A common background and ethos is what really makes this alliance click. Both were raised in middle-class families in small-town UP, went to Hindu College in Delhi and share the same film sensibility. It was during Omkara though, that Chaubey told Bhardwaj he wanted to direct a film and Ishqiya (which is ready to release later this year) happened.

While Chaubey is finally living his dream, he says that directing is arduous and nothing like he envisioned. “It’s extraordinarily strenuous physically, mentally and emotionally. You have to deal with constant humiliation. I have already picked up the pieces so many times,” he says a tad morosely.

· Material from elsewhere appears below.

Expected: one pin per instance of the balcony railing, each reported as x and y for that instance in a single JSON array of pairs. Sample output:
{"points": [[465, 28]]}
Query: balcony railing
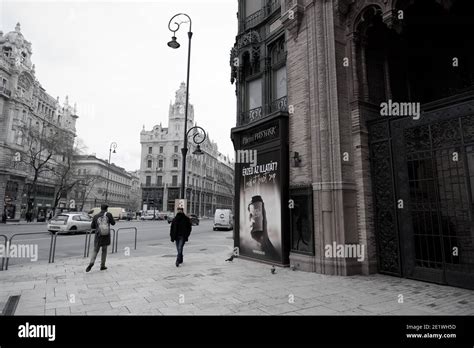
{"points": [[253, 115], [6, 92], [257, 17], [280, 104], [254, 19]]}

For someone with Chaubey’s track record and experience, you couldn’t find a more self-effacing guy. He never praises himself, broods endlessly about trivial details and is the first to pick holes in anything he does. He insists he’s not being modest when he says, “I’m not exceptionally gifted like Vishal. He has such grasp on character. This is his rare gift. I don’t know what mine will be.”

Yet, it’s not failure that worries Chaubey. It’s success. “I feel Indians cannot handle success. We get trapped in our own image. Failure, we blame on God, and take all the credit for success.” For him the benefits of success are simple: “It will give me more bargaining power to make the kind of films I want to and not what others want me to make.”